滞在した7日間の中でたくさんの素敵な出逢いがありました。
その中で、涙を流すほど、胸を打たれた出逢いをここに綴ります。
ベトナム旅行の最終日、
名残惜しさを感じながら、ダナン空港を出発しました。
しかし、そこで告げられたのは、3時間の遅延。
経由地のホーチミン空港に着いたのは、
目的地である羽田空港行き出発の30分前。
空港の職員さんに「Hurry up!」と言われるも、
搭乗手続きと手荷物検査には、長蛇の列が…。
一緒に旅行に行った友人と最短ルートを模索し、
高校の体力テスト以来のダッシュをしながら、
搭乗ゲートに向かいましたが、間に合いませんでした。
空港の職員さんに、間に合わなかった理由を伝えると、
カウンターで待機するように言われたため、羽田行きの飛行機に乗れなかった方々と待機していました。
最終的に告げられたのは、数時間後の成田行きの飛行機に乗ること、もしくは、1日後の同じ時間の便に乗ること。
いずれも、自腹でチケットを購入することが条件でした。
別の便のチケット代、宿泊代、食事代 × 2
そんな大金は、私たちの手元にはありませんでした。
込み上げる不満に耐えながら、カタコトの英語で空港職員さんに
掛け合うも、半笑いを浮かべながら対応する始末。
悔しさから泣きそうになっていた時、
同じく乗り遅れてしまった日本人男性2人が声を掛けてくださったのです。
事情を説明すると、航空会社や空港職員さんに再度問い合わせ、
仮に次の日の便でも彼女たちをなんとか帰国させることはできないかと
掛け合ってくださいました。
最終的に私たちは、大きな額が発生することなく、次の日の便で帰国できることになりました。

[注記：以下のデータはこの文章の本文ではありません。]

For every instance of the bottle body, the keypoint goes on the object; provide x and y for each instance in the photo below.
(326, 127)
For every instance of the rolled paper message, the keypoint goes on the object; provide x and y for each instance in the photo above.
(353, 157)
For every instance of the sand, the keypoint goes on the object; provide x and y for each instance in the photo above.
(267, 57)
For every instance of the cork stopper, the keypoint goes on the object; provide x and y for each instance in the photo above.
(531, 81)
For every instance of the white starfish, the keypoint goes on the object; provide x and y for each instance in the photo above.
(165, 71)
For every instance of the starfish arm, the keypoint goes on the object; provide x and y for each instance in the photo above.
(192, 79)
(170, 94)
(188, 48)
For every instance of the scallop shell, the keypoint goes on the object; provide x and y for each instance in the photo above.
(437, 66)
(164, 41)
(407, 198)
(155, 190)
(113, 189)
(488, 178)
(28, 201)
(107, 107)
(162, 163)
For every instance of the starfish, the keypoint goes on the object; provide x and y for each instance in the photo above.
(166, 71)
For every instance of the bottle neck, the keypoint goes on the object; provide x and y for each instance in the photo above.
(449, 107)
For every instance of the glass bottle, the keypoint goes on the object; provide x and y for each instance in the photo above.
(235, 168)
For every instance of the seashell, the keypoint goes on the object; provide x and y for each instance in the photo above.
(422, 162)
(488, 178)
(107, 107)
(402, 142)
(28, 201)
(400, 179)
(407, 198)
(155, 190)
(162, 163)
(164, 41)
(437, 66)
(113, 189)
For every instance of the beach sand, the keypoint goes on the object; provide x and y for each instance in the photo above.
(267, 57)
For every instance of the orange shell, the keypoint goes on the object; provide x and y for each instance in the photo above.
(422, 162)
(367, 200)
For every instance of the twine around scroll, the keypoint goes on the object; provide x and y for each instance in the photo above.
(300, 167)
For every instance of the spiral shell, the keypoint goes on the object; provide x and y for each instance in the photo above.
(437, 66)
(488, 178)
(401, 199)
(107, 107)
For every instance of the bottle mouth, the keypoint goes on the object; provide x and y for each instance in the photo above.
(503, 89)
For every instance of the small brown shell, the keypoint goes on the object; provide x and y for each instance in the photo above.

掛け合ってくださっただけでなく、その夜、空港泊を余儀なくされた私たちを心配し、人数分以上のお水をいただきました。
旅行から3カ月ほど経った今、記事を執筆しているこの瞬間も涙が込み上げてくるほど、その優しさに胸が熱くなりました。
自分自身のことが解決すればそれで良い、ではなく、
周囲の人が困っていたら、自分の損得に関わらず、迷いなく、
手を差し伸べる姿。
人の温かさに触れたとき、こんなにも自然と涙が溢れてくるのだと実感しました。
今は、大学生ということもあり、精神的にも金銭的にも余裕がある、と
断言できる立場にはありませんが、
こんな私にでもできる、ほんの少しの気遣い・心遣いで
誰かの心に温かさを与えられたらなと考える日々です。
いつか、余裕がある人間に成長し、困っている人に出逢ったとしたら。
損得に関わらず、手を差し伸べることができる存在になりたいと
強く思います。
「全然気にしないで!こういう出逢いは、またいつか必ず逢えるから!」
素敵な行動だけでなく、こんなにも素敵な言葉を掛けてくださった
2人の男性から受け取った光をそのままにせず、
次は私が誰かの心へ。
ホーチミン空港で出逢った2人の日本人男性への感謝の気持ちを込めて。